In order to facilitate multi-center studies and utilize existing imaging data that can include a variety of CT scanners and scanning protocols, we sought to find a method to harmonize CT images of different scanning protocols for improving radiomics studies. Reconstruction kernel setting is one of the key confounding variables we can strive to control in radiomics to help us make correct and reproducible conclusions from our experiments [19,21,22]. Recently, Choe et al. [30] showed that a convolutional neural network (CNN) can convert CT image reconstruction kernels to reduce the effect of two different reconstruction kernels and improve the reproducibility of radiomic features in pulmonary nodules. The CNN uses deep learning to learn the differences between CT images of different resolutions, and then applies it on CT images to convert images of different kernels. They have made this CNN model publicly available for other researchers to apply to their research. However, this work was limited in that all the images came from one CT scanner with only two kernels (B30f and B50f), and their CNN model was not validated in a real-world clinical application.

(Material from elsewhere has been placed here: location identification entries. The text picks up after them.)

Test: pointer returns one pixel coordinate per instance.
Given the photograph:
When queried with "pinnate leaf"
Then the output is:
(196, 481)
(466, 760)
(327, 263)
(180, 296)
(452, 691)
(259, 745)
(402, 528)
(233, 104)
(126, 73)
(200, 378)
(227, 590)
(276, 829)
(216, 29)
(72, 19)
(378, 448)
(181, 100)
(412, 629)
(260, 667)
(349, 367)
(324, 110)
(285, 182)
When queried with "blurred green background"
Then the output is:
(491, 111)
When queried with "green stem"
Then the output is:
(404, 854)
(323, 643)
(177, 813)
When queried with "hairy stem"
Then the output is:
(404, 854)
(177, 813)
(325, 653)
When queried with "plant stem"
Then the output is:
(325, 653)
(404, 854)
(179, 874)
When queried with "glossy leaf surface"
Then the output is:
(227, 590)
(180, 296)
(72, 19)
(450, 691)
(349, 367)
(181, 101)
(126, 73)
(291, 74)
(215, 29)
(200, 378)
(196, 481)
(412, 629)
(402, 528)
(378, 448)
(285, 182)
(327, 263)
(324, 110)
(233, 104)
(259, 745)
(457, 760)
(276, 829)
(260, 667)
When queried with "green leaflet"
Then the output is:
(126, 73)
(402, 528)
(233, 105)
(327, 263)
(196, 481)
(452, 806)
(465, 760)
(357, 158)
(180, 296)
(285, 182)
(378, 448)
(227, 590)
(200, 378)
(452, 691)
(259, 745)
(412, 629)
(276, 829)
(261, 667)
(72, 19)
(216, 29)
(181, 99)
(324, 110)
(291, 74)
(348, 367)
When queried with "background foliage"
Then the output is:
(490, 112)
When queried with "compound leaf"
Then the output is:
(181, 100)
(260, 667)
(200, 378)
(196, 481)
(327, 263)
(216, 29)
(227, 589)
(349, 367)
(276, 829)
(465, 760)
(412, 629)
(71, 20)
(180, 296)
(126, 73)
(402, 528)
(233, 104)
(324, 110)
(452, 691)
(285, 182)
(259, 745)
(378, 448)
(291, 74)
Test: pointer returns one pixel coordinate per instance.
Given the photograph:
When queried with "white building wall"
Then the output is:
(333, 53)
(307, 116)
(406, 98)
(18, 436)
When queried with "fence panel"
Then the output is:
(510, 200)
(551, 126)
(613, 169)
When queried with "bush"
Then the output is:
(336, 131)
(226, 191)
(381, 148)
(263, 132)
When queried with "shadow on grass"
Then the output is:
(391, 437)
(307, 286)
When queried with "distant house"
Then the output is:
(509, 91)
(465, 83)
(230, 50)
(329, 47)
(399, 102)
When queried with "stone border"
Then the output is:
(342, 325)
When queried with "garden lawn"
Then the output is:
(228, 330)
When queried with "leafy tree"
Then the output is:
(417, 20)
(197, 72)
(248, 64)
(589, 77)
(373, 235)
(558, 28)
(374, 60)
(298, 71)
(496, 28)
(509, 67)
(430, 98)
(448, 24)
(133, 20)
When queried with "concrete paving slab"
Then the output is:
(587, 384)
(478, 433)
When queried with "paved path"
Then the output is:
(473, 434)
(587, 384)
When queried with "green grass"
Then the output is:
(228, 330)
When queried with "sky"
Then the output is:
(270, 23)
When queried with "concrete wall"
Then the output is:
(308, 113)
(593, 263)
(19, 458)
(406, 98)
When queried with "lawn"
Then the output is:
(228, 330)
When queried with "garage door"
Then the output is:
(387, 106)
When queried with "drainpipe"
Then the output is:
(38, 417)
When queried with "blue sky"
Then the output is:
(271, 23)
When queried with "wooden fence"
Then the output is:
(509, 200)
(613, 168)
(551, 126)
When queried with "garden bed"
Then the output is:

In this study, we further fine-tuned this open-source CNN to convert reconstruction kernels of thin slice CT images. We then used the prediction of epidermal growth factor receptor (EGFR) status in lung cancer as an example, because lung cancer diagnosis and treatment are important topics of research, since various tumor characteristics have diagnostic and prognostic factors. For example, the treatment plan for lung adenocarcinoma has become tailored based on the tumor’s gene mutation status [10,31]. To determine tumor genotypes, molecular tests from tissue biopsies are considered to be the gold standard; however, biopsies are invasive and limited to a small sample of the tumor [32]. As a result, it is difficult to fully characterize the tumor’s spatial heterogeneity [33].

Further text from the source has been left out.